In Part I of this retrospective I covered the raw beginnings of my interest and research in enabling copyright in the digital, networked environment. In this second part I'll discuss work my colleagues and I did to take these ideas commercial, and I'll continue to focus on core principles of my work in content identification and metadata architecture, summed up by this quote (attributed to me!): Metadata is the lifeblood of e-commerce!

As the spring of 1995 approached it became clear that there was an opportunity to make a unique contribution to improving the world of copyright in the digital, networked environment. As I prepared to present a paper at ED-MEDIA 95 in Graz, Austria, I was approached by local businessman who had been principals in a successful software company, Corporate Microsystems, Inc., that had just been acquired by a global enterprise software company. As the story goes, they were looking for an original idea upon to base their next start-up, and I was looking for a strategy for implementing my research ideas that would scale well beyond what I was capable of doing part-time as a researcher at IML. Over the summer of 1995 my future partners Gerry Hunt, Theo Pozzy, Henry Adams, Hal Franklin and I held numerous planning meetings, and on 1 November 1995 NetRights, LLC was born!

We started NetRights at a time when other players, in particular InterTrust (then still called EPR) and IBM InfoMarket were starting to draw attention to their robust, encryption-based "envelope" strategies for "protecting copyright" --- quotes intentional! --- and the term digital rights management wasn't yet in standard use. Taking a clue from my prototype work at Dartmouth, the core idea behind LicensIt(tm) (later @attribute) was to "objectify" flat multimedia objects using secure wrappers whose primary objective was to provide structured metadata about the object in hand. Our goal was to provide rich static and Internet-served dynamic metadata to facilitate "conversations" between creators and users of content. Our motif for "experiencing" copyright was a simple and elegant: A user sees a photo, audio clip, video, even an embedded text snippet; they "right-click" on it and a tabbed set of property pages is displayed; they use those various pages to view descriptions of the content, to start emails with the creator or other contributors, to view default terms of use, even to initiate live rights transactions, all while staying within the context of use.
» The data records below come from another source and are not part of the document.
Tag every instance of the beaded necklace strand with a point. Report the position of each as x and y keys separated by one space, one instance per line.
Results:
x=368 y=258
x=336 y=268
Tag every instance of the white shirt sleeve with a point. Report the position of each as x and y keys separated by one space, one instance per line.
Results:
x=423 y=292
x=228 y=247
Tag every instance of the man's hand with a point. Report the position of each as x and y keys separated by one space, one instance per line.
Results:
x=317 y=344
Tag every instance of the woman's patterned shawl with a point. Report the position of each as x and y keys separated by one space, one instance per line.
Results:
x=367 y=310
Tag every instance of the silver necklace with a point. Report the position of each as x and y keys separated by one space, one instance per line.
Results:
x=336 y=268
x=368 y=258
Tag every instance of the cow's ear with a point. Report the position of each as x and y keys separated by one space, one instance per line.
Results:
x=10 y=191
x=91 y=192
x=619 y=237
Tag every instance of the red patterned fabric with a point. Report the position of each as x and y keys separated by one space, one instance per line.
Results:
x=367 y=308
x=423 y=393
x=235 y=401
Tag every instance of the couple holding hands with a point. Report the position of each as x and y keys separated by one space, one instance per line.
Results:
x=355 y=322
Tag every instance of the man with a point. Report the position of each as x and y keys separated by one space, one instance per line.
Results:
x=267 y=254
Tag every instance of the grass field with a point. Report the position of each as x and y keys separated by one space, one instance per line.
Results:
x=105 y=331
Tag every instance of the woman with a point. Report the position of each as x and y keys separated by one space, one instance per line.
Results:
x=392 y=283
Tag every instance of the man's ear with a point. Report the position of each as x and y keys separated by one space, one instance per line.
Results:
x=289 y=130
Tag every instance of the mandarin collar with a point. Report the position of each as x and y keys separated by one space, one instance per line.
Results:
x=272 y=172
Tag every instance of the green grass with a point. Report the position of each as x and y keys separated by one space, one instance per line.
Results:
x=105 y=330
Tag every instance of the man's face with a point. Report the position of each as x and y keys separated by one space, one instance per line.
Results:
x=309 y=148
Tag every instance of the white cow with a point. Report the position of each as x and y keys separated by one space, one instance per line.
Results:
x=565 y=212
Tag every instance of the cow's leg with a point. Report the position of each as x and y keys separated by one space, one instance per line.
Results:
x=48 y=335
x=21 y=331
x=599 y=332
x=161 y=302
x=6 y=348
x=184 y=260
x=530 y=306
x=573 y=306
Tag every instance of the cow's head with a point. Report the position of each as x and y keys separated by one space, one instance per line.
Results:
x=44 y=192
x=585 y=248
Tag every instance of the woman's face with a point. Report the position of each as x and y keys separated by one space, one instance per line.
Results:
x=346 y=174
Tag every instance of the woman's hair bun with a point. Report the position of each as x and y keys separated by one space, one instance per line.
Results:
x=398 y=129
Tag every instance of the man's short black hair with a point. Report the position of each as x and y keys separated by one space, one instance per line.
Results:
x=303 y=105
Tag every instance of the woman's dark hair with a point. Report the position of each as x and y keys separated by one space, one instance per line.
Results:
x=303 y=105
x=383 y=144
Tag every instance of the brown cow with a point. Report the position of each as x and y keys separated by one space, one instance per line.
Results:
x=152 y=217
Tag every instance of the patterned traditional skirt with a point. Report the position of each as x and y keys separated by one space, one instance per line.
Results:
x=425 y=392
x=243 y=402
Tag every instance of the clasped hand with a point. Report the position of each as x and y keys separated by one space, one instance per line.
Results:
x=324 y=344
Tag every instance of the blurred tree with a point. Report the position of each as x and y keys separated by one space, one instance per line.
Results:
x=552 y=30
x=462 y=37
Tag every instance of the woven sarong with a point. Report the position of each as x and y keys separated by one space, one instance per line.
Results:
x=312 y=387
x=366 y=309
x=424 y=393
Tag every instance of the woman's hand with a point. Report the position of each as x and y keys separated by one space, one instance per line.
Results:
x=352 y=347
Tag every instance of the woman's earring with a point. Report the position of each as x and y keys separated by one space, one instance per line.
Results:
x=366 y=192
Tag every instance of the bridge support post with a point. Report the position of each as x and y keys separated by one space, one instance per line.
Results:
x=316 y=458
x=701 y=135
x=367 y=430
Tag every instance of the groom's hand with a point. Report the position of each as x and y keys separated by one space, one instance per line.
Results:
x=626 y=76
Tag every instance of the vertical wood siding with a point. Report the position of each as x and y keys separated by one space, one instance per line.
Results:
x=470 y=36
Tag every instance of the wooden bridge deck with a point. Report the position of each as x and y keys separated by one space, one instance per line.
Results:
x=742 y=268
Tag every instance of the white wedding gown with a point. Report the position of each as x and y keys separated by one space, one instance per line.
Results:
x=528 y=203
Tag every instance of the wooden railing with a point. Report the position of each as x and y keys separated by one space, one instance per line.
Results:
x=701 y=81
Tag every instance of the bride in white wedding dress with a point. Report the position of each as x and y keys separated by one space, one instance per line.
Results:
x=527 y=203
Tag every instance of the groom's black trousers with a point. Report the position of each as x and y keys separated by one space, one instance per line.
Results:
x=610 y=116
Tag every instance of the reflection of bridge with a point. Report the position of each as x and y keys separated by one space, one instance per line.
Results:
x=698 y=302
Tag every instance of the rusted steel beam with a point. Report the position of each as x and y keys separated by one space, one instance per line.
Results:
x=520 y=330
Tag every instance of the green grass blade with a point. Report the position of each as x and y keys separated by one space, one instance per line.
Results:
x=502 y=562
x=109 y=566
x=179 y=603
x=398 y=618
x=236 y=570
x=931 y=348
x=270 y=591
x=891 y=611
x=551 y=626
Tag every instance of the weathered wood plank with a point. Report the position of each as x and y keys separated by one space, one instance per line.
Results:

From a technical standpoint we were using OLE structured storage in very much the same way as XML (and especially RDF) is used today. Our development team, including Mark Schlageter, Norm Tiedemann, Mark Markus and Dan O'Connor (our sole Mac-head!), created amazing tools that let us design not only these metadata structures, but to actually create "soft" property-page layout templates (think CSS!) that were packaged with the metadata, enabling customized content-specific views. Considerable infrastructure was required to make all of this work, starting with OLE services installed on the user machine, to the tools for design and packaging, to back-end services for object registration. Also, major, bet-the-company decisions about PC vs Mac, "networked COM" (which became ActiveX), Spyglass/IE vs Mosaic/Netscape support, etc. To a startup company, Bill Gates' commitment of Microsoft to "embracing and extending" the Internet in late 1995 was helpful!

Trade journals like Seybold took notice and wondered whether our "kinder, gentler" approach to copyright, which by that time (June 1996) we were calling "enhanced attribution," might actually be a better option than so-called "opaque packages." Publishers were torn; they liked the obvious value our approach was bringing to the user and the fact that we were actually facilitating the copyright process, but they also couldn't get over their perceived need for "strong protection."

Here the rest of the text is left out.